Publication year - 2012
Publication title -
chemistry – a european journal
Language(s) - English
Resource type - Journals
SCImago Journal Rank - 1.687
H-Index - 242
eISSN - 1521-3765
pISSN - 0947-6539
DOI - 10.1002/chem.201101903
Subject(s) - thiophene , chemistry , alkyl , substituent , conformational isomerism , chromophore , heteroatom , ring (chemistry) , photochemistry , dihedral angle , stereochemistry , organic chemistry , molecule , hydrogen bond
Abstract Attaching 2‐thienyl residues to the Pechmann dye core chromophore (5,5‐ exo ‐dilactone situated around a CC double bond) results in a novel magenta‐coloured compound (UV/Vis spectroscopy λ max =570 nm in CHCl 3 ), which can be rearranged to a yellow 6,6‐ endo ‐dilactone ( λ max =462 nm in CHCl 3 ). Single and double amidation results in pronounced redshift in the 5,5‐ exo series (violet, λ max =570 nm and blue, λ max =606 nm in CHCl 3 , respectively) but pronounced blueshift in the 6,6‐ endo series (yellow, λ max =424 nm and pale yellow bordering on colourless, λ max =395 nm in CHCl 3 , respectively).
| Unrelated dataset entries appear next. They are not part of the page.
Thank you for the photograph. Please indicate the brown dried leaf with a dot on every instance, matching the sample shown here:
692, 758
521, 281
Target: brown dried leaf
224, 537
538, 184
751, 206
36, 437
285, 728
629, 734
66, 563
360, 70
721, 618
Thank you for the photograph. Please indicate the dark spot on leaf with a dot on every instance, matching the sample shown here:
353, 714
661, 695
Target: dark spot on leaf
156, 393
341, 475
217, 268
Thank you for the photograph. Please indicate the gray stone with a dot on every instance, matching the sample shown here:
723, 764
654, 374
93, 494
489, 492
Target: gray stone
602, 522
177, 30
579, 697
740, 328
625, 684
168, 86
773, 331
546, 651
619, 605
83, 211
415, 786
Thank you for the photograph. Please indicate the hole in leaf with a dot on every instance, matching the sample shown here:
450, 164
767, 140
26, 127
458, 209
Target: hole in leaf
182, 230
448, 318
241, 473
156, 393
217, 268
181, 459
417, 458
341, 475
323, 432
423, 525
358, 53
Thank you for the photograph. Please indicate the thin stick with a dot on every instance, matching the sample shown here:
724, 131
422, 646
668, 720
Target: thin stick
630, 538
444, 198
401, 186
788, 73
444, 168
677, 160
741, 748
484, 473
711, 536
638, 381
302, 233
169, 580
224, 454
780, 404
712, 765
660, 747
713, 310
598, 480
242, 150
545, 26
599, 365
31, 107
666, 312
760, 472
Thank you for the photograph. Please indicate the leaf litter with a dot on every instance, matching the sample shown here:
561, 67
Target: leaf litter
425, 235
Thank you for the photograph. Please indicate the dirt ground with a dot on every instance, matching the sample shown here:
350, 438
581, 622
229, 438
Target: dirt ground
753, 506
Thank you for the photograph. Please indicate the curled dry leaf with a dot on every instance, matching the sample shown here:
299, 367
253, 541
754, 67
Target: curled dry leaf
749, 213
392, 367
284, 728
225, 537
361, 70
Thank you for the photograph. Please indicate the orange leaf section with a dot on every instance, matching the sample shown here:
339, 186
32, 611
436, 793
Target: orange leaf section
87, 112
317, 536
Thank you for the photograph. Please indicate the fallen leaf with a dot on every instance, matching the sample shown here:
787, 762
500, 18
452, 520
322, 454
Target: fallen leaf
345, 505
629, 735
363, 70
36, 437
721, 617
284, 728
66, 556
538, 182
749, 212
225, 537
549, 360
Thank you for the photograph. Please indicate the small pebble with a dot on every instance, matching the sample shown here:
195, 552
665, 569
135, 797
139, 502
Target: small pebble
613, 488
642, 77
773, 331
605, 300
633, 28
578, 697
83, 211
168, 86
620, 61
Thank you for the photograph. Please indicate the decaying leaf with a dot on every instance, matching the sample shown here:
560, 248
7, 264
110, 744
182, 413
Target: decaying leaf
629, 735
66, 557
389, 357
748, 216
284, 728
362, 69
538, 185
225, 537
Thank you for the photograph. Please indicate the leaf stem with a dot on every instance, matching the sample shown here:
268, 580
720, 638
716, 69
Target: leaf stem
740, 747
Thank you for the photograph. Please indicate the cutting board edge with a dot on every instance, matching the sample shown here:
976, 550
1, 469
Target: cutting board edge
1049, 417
Incorporation of a 3‐alkyl substituent on the thiophene ring allows for sharp increase of solubility in organic solvents concomitant with fine‐tuning of the colour: a redshift in 5,5‐ exo ‐dilactones but a blueshift in 5,5‐ exo ‐dilactams. DFT computations demonstrate that both lactone classes are planar regardless of the presence of a 3‐alkyl group. The lactam derivatives are non‐planar: the thiophene‐core chromophore dihedral angles increase on going from 5,5‐ exo to 6,6‐ endo and from thiophene to 3‐alkyl thiophene. Depending on the core heteroatom (O vs. N‐alkyl), ring junction (5,5‐ exo vs. 6,6‐ endo ) and 3‐thiophene substituent (H vs. alkyl), two, three, four or six conformers are possible. All of these conformers were characterised by DFT and were found to be very close in energy at both IEFPCM/B3LYP/DGDZVP and SMD/M06/DGDZVP levels of theory. Within each conformer set, the HOMO and LUMO energies were within 0.05 eV and the predicted λ max values (TD‐DFT) within 10 nm, and this implies low sensitivity of the optical and electronic properties to conformation. Cyclic voltammetry measurements of selected compounds demonstrated good matching to the HOMO and LUMO energies from IEFPCM/B3LYP/DGDZVP computations. M06‐2X was the best DFT functional for TD‐DFT, giving predicted λ max values within about 20 nm.